È una bella storia di determinazione e inclusione sociale quella che arriva dal Pakistan, dove tre ragazzi con disabilità hanno sviluppato un’app per smartphone che permette l’interpretazione del linguaggio dei segni. Si chiama DeafTawk ed è uno strumento davvero utile per agevolare la comunicazione alle persone in condizione di mutismo e sordità.

Le tecnologie digitali hanno ormai pervaso ogni aspetto della vita dell’uomo. La forza di questi strumenti sta proprio nella loro capillarità, nella capacità di arrivare a permeare anche in contesti – come, appunto, il Pakistan – socialmente ed economicamente deboli. Proprio questa loro pervasività ha creato una “società parallela”, da dove però, almeno nelle fasi iniziali, sembravano essere escluse le persone con disabilità come cecità, sordità e mutismo. App come DeafTawk, o strumenti di trasformazione sonora dei contenuti visivi vanno, invece, nella direzione dell’inclusione di queste persone all’interno del mondo digitale.

l CEO di DeafTawk: “con quest’app vogliamo abbattere le barriere per le persone con disbilità”

Si tratta – spiega Ali Shabbar, CEO di DeafTawk – di un’applicazione mobile che fornisce l’interpretazione del linguaggio dei segni online per sradicare gli ostacoli nella comunicazione per la comunità dei non udenti. Sono nato cieco, come il mio co-fondatore AQ, mentre l’altro nostro co-fondatore, Wamiq, ha problemi di udito. Cresciuti in Pakistan, ognuno di noi era ben consapevole che ci sono troppe barriere per le persone con disabilità”.

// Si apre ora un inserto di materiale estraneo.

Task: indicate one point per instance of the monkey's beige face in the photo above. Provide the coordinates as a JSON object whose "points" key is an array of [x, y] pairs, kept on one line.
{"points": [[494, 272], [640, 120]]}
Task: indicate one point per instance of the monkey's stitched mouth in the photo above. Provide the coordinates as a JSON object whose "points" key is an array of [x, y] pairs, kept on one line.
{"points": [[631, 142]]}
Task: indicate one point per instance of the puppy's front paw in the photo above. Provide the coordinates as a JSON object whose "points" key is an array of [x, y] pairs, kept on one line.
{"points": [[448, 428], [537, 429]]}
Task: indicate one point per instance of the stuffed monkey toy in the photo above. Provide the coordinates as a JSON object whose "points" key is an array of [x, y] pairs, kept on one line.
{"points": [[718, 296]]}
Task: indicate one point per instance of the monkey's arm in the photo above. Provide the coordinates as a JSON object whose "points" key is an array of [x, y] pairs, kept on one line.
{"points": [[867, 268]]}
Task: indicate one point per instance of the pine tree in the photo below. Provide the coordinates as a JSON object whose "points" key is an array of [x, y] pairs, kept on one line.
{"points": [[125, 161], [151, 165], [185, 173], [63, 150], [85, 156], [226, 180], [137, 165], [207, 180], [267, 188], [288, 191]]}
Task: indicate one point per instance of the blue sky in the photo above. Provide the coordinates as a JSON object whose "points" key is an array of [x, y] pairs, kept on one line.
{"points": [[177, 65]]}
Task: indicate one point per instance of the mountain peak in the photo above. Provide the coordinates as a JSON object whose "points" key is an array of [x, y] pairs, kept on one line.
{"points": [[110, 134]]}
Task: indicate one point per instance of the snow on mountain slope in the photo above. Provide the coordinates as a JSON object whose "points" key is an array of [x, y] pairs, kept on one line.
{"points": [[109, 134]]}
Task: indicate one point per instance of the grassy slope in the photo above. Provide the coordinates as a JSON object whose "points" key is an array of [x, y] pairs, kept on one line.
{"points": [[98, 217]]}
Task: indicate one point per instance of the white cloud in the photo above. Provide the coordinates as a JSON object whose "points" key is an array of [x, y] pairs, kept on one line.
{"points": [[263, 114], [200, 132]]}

Il nostro slogan – continua – per DeafTawk è ‘Bridge the Gap’ (‘Colma il divario’, nda) perché l’intento è quello di mettere in contatto persone sorde di tutto il mondo con un’interpretazione del linguaggio dei segni semplice e veloce, dai loro telefoni“.

I tre ragazzi sono stati anche selezionati per Google for Startups Accelerator, un programma di tre mesi per supportare le startup che lavorano su problemi sociali, economici e sanitari. “Per noi – conclude Shabbar – è un’opportunità per espandere le nostre conoscenze e competenze nell’intelligenza artificiale e nell’apprendimento automatico ed esplorare come ampliare la nostra base di clienti“. L’app è disponibile sia per iOS che per Android.